Cette image « inspire une sorte de réaction sensorielle », a déclaré un jury. Cette découverte est la première d’une série qui oblige les Canadiens à affronter leur passé colonial. Des enquêtes et des recherches sont actuellement menées dans de nombreux anciens internats pour indigènes du pays.

Les autorités estiment que plus de 4 000 enfants pourraient se trouver dans des tumulus ou des tombes non identifiés. D’autres photographies primées cette année soulignent également la visibilité des communautés autochtones à travers le monde.

Le réalisateur de documentaires australien Matthew Abbott a remporté le premier prix dans la catégorie « Histoire de l’année » avec une série d’images montrant comment les autochtones de Nawarddeken, dans le lointain territoire d’Arnhem, ont utilisé le feu comme outil efficace de gestion des terres contre le changement climatique.

Depuis des dizaines de milliers d’années, les peuples autochtones – la plus ancienne culture continue sur terre – brûlent stratégiquement le pays pour gérer le paysage et prévenir les incendies incontrôlables. À la fin de la saison des pluies, il y a une période de temps où ce brûlage dirigé a lieu. J’ai visité West Arnhem Land en avril/mai 2021 et j’ai été témoin de brûlages aériens et terrestres prescrits. (Matthieu Abbott)
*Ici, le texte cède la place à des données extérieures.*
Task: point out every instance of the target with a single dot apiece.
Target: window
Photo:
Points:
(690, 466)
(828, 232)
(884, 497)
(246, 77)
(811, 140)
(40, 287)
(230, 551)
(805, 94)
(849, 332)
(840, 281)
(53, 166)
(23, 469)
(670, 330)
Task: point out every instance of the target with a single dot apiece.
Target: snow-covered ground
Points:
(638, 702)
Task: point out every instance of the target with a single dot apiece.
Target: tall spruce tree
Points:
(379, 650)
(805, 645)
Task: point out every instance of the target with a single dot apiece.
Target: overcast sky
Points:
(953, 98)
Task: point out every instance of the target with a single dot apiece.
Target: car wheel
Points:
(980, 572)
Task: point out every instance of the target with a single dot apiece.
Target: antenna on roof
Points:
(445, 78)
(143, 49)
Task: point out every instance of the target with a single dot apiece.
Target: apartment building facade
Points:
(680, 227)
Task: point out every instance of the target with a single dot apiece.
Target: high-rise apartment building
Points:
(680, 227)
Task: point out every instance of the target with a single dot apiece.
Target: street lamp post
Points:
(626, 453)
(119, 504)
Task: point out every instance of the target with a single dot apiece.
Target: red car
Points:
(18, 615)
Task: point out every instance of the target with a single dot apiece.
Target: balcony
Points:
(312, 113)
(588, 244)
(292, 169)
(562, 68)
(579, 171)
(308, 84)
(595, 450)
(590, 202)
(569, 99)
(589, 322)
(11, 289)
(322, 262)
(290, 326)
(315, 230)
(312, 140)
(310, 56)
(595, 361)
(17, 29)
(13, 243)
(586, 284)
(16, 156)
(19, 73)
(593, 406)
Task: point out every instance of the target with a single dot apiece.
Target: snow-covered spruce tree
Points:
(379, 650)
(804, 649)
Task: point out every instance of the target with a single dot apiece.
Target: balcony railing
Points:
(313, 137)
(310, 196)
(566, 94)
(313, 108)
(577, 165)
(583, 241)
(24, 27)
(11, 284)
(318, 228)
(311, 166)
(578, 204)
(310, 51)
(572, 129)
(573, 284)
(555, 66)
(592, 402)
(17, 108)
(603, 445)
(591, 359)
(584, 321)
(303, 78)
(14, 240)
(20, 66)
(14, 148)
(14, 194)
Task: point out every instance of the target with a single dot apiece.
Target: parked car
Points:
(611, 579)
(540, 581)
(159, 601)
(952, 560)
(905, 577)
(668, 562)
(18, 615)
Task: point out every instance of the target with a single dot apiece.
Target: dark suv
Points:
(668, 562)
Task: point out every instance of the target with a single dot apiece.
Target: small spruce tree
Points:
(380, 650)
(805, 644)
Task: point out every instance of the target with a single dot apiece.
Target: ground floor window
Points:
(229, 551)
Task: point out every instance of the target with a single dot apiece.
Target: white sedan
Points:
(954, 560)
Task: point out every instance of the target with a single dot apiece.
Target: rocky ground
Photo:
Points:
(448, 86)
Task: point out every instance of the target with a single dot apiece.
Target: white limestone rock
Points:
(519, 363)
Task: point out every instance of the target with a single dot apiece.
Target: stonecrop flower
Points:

Grâce à une pratique appelée «combustion à froid», les autochtones allument de petits feux pendant la saison fraîche, brûlant des sous-bois et des broussailles hautement inflammables, aidant à prévenir les feux de brousse, qui ont dévasté une Australie frappée par une vague de vagues de chaleur.

Les gagnants reçoivent une récompense d’environ 6 500 $ et leur travail sera exposé à partir du 15 avril à Amsterdam avant d’être montré dans le monde entier.